One of those four was Dan Smith, a captain for a mainline carrier, who says the past few weeks have been simply remarkable.
“I was around on 9/11 but I have never seen anything like this in my life,” he says. “I come down the escalator in Las Vegas and there is no one, there is not a car outside, I don’t see a soul.”
“I feel like I’m in a movie,” he adds. “This just doesn’t make any sense.”
Another pilot, who asked not to be identified, says his passenger count on a flight from Denver to Dallas later in the day, to be operated on an Airbus A321, is 22. He adds that in the last few weeks he has flown as few as one passenger, up to as many as 50.
With a fraction of the fleet flying, radio frequencies are quieter too, more-direct flight paths are cleared, and both inflight and ground delays are practically non-existent, the pilots say.
Czarnecki adds, “Sometimes on the radio I have to ask, “Hey, are you there?’”
Chicago-based United Airlines has stored dozens of jets at the Denver airport, with runway 8/26 on the east side of the field closed, turned into a parking lot for at least 35 aircraft.
Earlier this week, United reported a $2.1 billion pre-tax loss in the first quarter.

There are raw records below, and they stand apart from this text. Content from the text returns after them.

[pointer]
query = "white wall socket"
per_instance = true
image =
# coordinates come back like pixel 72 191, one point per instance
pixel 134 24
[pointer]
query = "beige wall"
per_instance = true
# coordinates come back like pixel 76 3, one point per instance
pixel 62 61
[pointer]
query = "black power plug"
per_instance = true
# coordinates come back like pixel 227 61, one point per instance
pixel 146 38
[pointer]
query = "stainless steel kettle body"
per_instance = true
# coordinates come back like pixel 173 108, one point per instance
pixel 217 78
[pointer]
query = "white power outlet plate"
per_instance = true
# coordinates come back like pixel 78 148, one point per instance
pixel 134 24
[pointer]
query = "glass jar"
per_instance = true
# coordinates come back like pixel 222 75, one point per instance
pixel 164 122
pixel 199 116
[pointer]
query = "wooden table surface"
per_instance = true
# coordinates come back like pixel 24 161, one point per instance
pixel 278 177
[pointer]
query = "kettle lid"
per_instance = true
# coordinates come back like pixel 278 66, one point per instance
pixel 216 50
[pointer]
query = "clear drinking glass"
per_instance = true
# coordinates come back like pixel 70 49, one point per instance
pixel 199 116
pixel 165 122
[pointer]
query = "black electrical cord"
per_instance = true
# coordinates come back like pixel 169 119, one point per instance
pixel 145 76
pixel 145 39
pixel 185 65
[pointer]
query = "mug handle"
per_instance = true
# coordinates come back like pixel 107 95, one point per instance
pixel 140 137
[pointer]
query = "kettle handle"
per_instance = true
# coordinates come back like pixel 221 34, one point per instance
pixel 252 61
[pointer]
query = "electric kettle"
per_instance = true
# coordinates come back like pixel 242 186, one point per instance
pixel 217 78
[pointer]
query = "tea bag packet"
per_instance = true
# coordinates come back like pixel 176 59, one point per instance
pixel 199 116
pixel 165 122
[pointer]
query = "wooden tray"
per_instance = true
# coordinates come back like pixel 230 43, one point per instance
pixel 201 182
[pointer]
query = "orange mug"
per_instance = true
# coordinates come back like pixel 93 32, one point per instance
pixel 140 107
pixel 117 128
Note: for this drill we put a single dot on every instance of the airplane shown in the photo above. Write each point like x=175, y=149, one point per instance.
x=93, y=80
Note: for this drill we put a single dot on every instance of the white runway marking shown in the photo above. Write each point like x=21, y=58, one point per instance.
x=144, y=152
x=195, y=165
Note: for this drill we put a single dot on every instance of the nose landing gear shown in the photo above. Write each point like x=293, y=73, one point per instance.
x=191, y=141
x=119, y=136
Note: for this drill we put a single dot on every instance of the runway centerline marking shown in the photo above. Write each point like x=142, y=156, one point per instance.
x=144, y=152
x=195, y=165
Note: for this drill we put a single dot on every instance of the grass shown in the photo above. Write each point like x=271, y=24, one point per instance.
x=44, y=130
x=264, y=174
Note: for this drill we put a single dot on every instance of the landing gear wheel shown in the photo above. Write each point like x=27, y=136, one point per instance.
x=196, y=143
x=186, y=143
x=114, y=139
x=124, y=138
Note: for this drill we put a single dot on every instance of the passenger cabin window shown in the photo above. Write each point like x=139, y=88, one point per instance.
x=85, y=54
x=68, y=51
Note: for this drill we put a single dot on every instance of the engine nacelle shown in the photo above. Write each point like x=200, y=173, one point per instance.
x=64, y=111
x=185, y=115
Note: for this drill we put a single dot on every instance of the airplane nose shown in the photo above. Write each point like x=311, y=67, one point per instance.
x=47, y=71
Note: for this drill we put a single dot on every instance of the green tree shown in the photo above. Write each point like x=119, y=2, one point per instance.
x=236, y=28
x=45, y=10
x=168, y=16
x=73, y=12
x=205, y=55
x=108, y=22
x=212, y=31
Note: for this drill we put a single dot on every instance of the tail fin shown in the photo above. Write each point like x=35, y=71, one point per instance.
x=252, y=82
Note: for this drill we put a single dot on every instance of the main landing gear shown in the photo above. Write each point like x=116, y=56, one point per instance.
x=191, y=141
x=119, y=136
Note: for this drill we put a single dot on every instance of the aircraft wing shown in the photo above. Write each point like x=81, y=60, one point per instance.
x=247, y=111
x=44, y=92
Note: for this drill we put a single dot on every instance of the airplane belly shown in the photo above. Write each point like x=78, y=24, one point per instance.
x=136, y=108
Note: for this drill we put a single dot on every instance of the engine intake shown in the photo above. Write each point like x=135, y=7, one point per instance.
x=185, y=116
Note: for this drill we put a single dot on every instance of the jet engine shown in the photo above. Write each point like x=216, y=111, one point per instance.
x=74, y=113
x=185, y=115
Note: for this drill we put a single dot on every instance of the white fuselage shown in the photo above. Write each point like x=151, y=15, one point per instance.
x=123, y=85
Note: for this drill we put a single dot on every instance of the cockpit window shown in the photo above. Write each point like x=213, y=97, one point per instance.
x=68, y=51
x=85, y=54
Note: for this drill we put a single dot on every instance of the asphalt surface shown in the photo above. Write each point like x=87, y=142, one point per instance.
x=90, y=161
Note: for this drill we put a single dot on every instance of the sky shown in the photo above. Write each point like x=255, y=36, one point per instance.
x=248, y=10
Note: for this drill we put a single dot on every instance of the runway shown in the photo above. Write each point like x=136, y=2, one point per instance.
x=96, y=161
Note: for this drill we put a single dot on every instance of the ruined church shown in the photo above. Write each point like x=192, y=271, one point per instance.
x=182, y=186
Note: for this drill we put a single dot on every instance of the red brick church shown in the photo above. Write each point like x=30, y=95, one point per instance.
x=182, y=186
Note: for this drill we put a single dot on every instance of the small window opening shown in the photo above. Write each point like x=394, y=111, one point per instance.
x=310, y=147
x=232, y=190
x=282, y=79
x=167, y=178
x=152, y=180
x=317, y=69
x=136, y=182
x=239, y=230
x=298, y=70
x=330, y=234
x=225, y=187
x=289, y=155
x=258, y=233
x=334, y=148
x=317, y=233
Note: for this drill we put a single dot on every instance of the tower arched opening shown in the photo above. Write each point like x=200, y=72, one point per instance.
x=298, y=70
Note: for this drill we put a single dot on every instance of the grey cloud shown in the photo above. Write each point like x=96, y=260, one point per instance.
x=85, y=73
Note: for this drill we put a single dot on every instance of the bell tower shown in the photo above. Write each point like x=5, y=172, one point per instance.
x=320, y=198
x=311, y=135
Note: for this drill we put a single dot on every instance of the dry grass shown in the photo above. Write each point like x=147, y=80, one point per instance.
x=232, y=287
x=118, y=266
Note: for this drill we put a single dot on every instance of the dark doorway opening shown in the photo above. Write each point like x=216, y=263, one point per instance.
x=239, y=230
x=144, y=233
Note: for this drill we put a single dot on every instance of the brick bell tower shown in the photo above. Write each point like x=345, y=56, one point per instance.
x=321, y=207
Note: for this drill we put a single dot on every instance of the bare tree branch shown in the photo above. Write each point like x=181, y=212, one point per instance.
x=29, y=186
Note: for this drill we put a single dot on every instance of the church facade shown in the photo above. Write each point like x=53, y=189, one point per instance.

It has secured $5 billion from the government, of which $3.5 billion will be in grants and an additional $1.5 billion in low-interest loans. The carrier’s parent company also expects to issue warrants to purchase approximately 4.6 million shares of common stock to the federal government.
The projected pilot shortage, a real problem for all airlines just a few weeks ago, has more or less evaporated. While pilot retirements and attrition continue, a potential 30% contraction of the industry raises questions about how many new pilots airlines can accommodate.
In February, United bought a flight school in Phoenix. It recently launched its “Aviate” pilot recruiting programme and intended to train 10,000 new pilots in the next 10 years. It remains unclear what effect the virus will have on such plans.
“I work for a good, strong company, and I have been with them a really long time,” regional pilot Czarnecki says. “I worry more about the next generation, because we will come out of this smaller than before.” He adds that his adult son is currently training to follow in his footsteps, hoping to launch a pilot career.
Despite bleak prospects, pilots express confidence airlines will emerge from the pandemic stronger, even if recovery takes years and transforms the travel experience. Passengers will want to travel again once the restrictions lift. It is up to the airlines to make air travel attractive for them, while at the same time finding ways to turn profits.
“Every so often the industry remakes itself, and this is another one of those iterations,” Smith says.